How the Collapse of Local News Is Causing a ‘National Crisis’

Copies of the Warroad Pioneer sat on a table at the paper’s office in Warroad, Minn., on May 7, the day the paper published its final edition after 121 years.

“This was a national...

“This was a national crisis,” Ms. Nossel said. “This was not about a few isolated areas that were drying up.”

Many Americans are completely unaware that local news is suffering. According to a Pew survey earlier this year[1], 71 percent of Americans believe that their local news outlets are doing well financially. But, according to that report, only 14 percent say they have paid for or donated money to a local news source in the past year.

“They don’t realize that their local news outlet is under threat,” said Viktorya Vilk[2], manager of special projects for PEN, who was one of the report’s authors.

The decline of local news outlets threatens the reporting on public health crises in places like Flint, Mich., where residents voiced concern about the quality of their water to the Flint Journal long before the national media reported on the issue.

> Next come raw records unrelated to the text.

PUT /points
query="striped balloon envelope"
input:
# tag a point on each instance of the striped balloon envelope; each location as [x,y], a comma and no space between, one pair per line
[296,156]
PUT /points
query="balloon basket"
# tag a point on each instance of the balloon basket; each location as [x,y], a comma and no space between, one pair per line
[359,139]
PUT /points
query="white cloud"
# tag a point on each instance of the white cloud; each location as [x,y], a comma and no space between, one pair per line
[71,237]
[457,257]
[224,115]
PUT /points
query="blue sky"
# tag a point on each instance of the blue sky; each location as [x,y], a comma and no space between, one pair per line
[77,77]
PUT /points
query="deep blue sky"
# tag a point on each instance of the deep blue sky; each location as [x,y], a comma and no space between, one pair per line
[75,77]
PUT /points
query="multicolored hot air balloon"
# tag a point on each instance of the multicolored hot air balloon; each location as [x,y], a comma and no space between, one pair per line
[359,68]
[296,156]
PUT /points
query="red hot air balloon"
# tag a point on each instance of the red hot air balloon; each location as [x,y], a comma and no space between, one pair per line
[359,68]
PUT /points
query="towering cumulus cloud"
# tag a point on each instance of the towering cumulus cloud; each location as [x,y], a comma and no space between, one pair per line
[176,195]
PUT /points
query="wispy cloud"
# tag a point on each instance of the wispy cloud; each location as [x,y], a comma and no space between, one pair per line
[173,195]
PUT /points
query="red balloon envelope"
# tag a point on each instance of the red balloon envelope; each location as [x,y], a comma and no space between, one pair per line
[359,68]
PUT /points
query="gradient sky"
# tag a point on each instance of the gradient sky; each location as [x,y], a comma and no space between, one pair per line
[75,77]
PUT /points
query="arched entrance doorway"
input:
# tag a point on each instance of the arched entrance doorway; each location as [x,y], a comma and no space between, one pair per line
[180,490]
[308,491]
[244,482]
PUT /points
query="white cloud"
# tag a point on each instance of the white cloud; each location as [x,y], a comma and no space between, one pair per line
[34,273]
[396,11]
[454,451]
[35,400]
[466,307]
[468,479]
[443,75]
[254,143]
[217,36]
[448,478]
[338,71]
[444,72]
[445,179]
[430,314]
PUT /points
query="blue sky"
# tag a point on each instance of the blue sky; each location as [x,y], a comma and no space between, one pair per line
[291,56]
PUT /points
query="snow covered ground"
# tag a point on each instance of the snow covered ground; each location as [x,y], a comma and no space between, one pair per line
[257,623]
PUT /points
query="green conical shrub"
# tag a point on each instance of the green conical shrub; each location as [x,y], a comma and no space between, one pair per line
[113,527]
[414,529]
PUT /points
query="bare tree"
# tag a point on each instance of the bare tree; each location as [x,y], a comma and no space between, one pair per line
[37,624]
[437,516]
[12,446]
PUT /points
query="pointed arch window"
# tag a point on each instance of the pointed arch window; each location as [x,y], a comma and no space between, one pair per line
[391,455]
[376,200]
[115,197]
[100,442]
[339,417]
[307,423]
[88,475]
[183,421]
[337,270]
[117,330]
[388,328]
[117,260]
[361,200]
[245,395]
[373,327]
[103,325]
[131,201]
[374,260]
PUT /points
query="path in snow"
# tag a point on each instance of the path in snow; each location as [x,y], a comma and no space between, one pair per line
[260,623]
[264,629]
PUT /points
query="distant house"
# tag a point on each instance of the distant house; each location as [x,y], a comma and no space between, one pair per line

In Denver, a diminished local news presence — after the closure of the Rocky Mountain News and the shrunken Denver Post — has contributed to civic disengagement, one case study in the report says. Kevin Flynn, a former journalist turned City Council member, lamented the large number of people who seemed to be unaware of local elections, and the relative handful of reporters covering a quickly growing city. “It feels like we could all be getting away with murder right now,” Mr. Flynn said of public officials.